Luzern’de Gezilecek Yerler

Yaklaşık 2-3 gün içinde keşfedip öğrenebileceğiniz Luzern’de görülmesi gereken yerleri sizin için derledik. Doğası ve festivalleri ile ünlü bu şehir aynı zamanda müze ve kilise gibi kültürel seçenekleri de ziyaretçilerine sunar. Her bir müzede göreceğiniz yağlı boya koleksiyonlar ve antika eşyalar sizi bambaşka bir dünyaya götürürken şehrin meydanlarındaki canlılık için de “iyi ki buraya gelmişim” diyeceksiniz.

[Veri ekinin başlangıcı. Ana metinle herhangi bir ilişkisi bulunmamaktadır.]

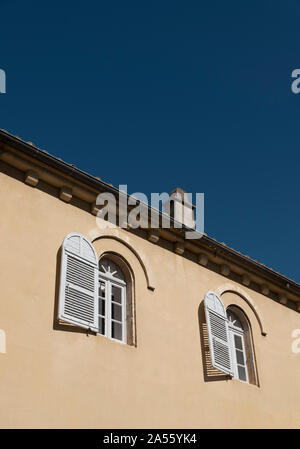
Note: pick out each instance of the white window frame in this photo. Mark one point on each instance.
(111, 281)
(233, 330)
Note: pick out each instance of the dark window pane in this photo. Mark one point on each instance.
(116, 312)
(240, 357)
(101, 326)
(238, 342)
(101, 307)
(116, 330)
(242, 373)
(116, 294)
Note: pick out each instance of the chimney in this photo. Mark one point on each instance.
(180, 208)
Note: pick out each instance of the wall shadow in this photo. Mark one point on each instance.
(210, 373)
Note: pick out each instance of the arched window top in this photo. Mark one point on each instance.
(79, 245)
(241, 345)
(110, 269)
(234, 320)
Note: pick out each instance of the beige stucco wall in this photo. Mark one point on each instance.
(59, 378)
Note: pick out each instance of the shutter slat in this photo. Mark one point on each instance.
(217, 326)
(78, 299)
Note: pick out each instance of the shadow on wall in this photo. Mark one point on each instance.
(210, 373)
(57, 326)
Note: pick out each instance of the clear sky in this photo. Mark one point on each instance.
(165, 94)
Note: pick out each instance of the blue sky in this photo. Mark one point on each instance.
(166, 94)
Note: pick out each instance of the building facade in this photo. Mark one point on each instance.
(106, 327)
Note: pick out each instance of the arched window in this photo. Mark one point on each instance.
(240, 345)
(96, 295)
(112, 300)
(230, 340)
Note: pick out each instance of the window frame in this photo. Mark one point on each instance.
(234, 330)
(110, 281)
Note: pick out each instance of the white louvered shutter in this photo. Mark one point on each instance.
(78, 295)
(217, 327)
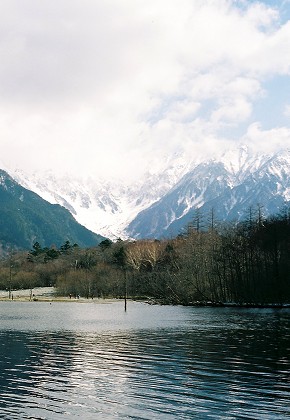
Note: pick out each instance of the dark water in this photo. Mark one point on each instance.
(94, 361)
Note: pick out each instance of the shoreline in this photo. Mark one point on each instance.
(47, 294)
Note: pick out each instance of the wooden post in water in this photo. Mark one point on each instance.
(125, 278)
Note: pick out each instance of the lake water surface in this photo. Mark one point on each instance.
(94, 361)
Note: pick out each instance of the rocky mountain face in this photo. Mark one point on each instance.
(164, 202)
(26, 218)
(227, 189)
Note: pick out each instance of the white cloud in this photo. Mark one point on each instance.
(287, 111)
(108, 86)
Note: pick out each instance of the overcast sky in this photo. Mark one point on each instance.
(108, 86)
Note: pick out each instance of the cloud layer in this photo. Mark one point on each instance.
(110, 87)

Bu şehir eski dönemlerden itibaren çok iyi korunarak günümüze gelmiştir ve zarif tarihsel evleri ve neşeli atmosferi ile İsviçre’nin en popüler turist merkezlerinden biridir. Birçok ziyaretçi yazın gerçekleşen orkestra, solo, orkestra gibi müzik festivalleri ve blues, piyano, bando gibi etkinlikler içeren diğer festivaller için gelir. Luzern’de her şey çok yakın olduğu için gezilmesi kolaydır. Eski şehir ve diğer asıl gezilmesi gereken yerler tren istasyonundan yürüyüş mesafesindedir. Doğa tutkunu turistler için Rigi, Pilatus, Titlis ve Jungfraujoch dağlarına da Luzern’den kolay ulaşılabilmektedir.

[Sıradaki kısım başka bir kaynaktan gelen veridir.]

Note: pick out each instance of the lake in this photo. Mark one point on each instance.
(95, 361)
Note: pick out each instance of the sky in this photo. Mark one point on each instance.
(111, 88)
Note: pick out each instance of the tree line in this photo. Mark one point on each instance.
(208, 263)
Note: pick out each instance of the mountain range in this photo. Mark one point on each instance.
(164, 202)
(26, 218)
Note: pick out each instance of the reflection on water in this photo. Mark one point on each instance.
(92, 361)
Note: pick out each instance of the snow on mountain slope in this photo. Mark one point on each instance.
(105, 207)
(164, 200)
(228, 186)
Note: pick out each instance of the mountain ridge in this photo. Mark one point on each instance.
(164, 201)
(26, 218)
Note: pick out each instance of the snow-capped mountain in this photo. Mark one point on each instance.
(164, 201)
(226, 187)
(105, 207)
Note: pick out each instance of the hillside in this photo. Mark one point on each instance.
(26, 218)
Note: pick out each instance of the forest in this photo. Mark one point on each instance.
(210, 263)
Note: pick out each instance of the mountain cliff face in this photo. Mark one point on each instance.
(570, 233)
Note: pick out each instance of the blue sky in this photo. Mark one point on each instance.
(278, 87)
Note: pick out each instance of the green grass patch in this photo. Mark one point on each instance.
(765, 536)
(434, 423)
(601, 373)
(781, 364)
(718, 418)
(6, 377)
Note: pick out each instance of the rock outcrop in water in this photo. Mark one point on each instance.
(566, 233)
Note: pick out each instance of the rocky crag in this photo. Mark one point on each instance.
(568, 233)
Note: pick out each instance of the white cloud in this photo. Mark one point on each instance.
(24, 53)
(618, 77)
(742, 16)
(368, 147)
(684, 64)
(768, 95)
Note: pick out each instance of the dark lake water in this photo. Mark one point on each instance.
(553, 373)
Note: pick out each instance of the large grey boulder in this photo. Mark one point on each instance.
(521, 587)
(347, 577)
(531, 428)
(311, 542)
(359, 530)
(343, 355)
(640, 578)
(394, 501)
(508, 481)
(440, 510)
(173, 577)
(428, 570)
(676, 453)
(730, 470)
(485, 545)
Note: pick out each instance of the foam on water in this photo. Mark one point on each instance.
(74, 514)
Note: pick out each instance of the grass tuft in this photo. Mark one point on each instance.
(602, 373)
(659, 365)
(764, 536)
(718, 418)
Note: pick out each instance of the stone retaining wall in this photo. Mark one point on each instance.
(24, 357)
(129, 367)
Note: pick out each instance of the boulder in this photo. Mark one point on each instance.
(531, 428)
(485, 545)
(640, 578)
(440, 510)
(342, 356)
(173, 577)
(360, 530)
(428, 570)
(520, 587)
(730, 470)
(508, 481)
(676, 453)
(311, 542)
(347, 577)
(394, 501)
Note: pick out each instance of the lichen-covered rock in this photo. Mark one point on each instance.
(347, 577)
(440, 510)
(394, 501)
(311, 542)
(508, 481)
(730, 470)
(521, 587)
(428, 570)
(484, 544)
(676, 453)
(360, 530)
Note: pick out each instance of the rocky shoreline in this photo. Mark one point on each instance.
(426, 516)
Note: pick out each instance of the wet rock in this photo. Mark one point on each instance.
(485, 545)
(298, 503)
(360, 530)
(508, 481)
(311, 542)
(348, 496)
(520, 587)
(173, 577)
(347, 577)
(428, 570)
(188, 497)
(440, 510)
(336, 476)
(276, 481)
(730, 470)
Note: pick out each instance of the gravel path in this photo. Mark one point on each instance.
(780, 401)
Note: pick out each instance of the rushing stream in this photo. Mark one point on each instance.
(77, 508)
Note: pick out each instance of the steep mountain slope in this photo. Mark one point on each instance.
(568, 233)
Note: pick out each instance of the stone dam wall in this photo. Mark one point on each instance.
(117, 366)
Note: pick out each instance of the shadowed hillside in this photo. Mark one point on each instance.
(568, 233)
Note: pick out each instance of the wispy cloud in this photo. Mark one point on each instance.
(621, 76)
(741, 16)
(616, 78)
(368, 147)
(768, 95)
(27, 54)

Luzern'de Gezilecek Yerler

Luzern oldukça küçük bir şehir olup görülmesi gereken yerlerin hepsi kayda değer. Bu yüzden sizin için en turistik 10 adresi derledik. Dağlarının güzelliği ile bahsettiğimiz İsviçre’nin Luzern şehrinde Pilatus Dağı ve Rigi Dağı; eski evlerin bulunduğu eski şehir ve görülmesi gereken Musegg Duvarı ve Aslan Anıtı; Alp Dağları ile ayrı güzellik sunan Luzern Gölü, şehrin simgesi Şapel Köprüsü, müze gezmeyi sevenler için İsviçre Ulaştırma Müzesi ve Rosengart Koleksiyonu; 17. yüzyıldan kalma ibadethanesi Jesuit Kilisesi’ne kadar hepsini yazımızda okuyabilirsiniz. Bu ziyaret noktalarında Luzern’i ve İsviçre’yi daha yakından tanıma imkânı bulacaksınız.

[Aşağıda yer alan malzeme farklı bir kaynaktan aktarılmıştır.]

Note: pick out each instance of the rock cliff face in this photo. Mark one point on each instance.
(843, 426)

Adını andığımız bu yerlerle ilgili detaylı bilgiler aşağıda mevcuttur.

Pilatus Dağı

alpine-779749_960_720.jpg

Luzern’e gelmişseniz, Pilatus Dağı’nın manzarasını görmeden dönmek istemeyeceksiniz. Kriens’ten kalkan teleferik ile yukarıya çıkabilir, dişli raylar ile de aşağıya inebilirsiniz. Kriens’den yarım saat süren yolculuk ile diğer kısa teleferiğe ulaşabilir ve Pilatus Dağı’nın 2.070 metre yüksekliğine ulaşabilirsiniz. Bu noktadan ise 6-10 dakika tırmanarak “Esel” olarak adlandırılan Pilatus Dağı’nın Alp Dağları manzarasına sahip zirvesine ulaşabilirsiniz.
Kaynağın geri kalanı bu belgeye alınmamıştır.